Preheat oven to 350F.
1. Scald the milk and add sugar, butter, salt and anise or vanilla. Mix together and let stand until lukewarm.
2. Melt yeast in lukewarm water and pour into the milk mixture.
3. Add beaten eggs; then add flour.
4. Knead dough until it no longer sticks to hands. Let rise until it doubles in size.

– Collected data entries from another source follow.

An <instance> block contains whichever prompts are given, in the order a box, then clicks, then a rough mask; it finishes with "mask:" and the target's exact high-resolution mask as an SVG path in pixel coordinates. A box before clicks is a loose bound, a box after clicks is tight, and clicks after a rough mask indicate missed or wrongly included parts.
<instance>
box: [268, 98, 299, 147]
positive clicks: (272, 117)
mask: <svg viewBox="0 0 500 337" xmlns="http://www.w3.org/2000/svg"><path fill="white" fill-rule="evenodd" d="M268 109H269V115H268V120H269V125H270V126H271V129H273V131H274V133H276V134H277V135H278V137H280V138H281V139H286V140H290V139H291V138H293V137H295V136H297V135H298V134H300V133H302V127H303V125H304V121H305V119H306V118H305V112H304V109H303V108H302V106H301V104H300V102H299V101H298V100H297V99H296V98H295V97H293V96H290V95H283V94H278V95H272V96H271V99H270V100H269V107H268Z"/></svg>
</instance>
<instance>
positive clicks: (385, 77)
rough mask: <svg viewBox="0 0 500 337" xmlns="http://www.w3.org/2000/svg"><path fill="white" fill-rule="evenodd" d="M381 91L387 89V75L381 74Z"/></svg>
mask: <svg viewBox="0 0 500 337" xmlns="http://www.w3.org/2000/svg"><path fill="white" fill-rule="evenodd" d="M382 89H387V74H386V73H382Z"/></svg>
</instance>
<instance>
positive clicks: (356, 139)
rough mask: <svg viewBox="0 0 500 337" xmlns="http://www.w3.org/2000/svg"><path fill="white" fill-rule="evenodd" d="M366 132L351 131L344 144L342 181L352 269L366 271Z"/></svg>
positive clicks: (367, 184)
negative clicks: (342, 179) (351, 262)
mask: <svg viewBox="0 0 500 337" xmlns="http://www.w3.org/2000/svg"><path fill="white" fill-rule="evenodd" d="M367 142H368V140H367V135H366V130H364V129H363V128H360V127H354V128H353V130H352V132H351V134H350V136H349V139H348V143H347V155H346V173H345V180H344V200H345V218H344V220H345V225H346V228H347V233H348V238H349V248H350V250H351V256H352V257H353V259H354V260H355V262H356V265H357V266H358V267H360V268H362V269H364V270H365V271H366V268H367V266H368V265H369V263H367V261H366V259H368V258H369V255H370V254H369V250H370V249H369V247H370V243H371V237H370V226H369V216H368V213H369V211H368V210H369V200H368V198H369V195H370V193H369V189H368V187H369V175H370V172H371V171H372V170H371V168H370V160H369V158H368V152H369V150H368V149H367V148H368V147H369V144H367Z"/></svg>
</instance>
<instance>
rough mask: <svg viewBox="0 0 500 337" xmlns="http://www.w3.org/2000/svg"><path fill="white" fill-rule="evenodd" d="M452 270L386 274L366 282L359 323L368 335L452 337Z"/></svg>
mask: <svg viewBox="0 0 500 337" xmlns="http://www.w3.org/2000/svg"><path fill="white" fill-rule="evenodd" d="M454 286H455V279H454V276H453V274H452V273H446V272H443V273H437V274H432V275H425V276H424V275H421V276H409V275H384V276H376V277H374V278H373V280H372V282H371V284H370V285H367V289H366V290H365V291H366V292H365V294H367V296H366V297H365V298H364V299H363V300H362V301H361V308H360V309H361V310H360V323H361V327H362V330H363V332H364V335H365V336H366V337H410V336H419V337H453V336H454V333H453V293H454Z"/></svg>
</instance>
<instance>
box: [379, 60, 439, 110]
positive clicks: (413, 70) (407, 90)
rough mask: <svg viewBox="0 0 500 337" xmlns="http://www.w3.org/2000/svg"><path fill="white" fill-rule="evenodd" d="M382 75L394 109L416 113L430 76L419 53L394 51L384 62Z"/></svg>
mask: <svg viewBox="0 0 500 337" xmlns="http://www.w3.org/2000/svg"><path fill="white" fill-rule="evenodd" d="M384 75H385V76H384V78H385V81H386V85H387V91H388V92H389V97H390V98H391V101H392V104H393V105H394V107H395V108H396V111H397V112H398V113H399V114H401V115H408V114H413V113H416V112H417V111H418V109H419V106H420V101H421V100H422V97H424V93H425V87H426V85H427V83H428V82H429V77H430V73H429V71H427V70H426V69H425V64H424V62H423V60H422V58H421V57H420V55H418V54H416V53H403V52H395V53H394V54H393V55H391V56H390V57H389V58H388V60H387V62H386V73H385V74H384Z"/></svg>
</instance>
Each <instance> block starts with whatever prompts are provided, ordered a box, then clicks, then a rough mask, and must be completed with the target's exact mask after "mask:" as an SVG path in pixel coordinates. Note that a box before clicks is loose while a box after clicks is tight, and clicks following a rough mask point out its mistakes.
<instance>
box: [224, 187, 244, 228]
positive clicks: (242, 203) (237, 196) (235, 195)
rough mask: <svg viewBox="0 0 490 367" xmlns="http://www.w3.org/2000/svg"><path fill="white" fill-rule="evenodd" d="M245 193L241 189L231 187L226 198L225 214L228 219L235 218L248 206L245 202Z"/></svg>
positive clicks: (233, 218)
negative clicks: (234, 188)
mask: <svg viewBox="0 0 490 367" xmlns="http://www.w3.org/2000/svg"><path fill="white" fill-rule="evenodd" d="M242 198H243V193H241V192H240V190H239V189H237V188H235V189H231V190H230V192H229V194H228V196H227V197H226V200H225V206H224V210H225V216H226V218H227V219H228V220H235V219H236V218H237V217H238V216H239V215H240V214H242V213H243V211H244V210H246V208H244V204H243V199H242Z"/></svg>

5. Punch down and let sit for 5 minutes.
6. Form into loaves and place into greased pans. Bake at 350F for 30 to 35 minutes; if you want a golden brown color, bake about 40 to 45 minutes. When you tap on the loaf and it sounds hollow, it's done. This recipe will make 4 to 6 loaves depending on the size.

Personal Notes:
Personal Notes:
After all the little ones went to bed and company cleared out, Mom, Joanne, Rosemary and Patty would help mom bake the bread and pies and color eggs. Many times we worked all night long to make sure the food and house was ready for Easter. Then after church we all made the ravioli's and meatballs for dinner. Mom never rested until all was cleaned up. I dont know how she kept it up. She was a tough act to follow.

When we woke up Easter morning, mom would have an "Egg Boy" waiting for each of us. She would use some of the Sweet Bread dough and place an egg in it; she would add arms and legs and use raisins for the eyes.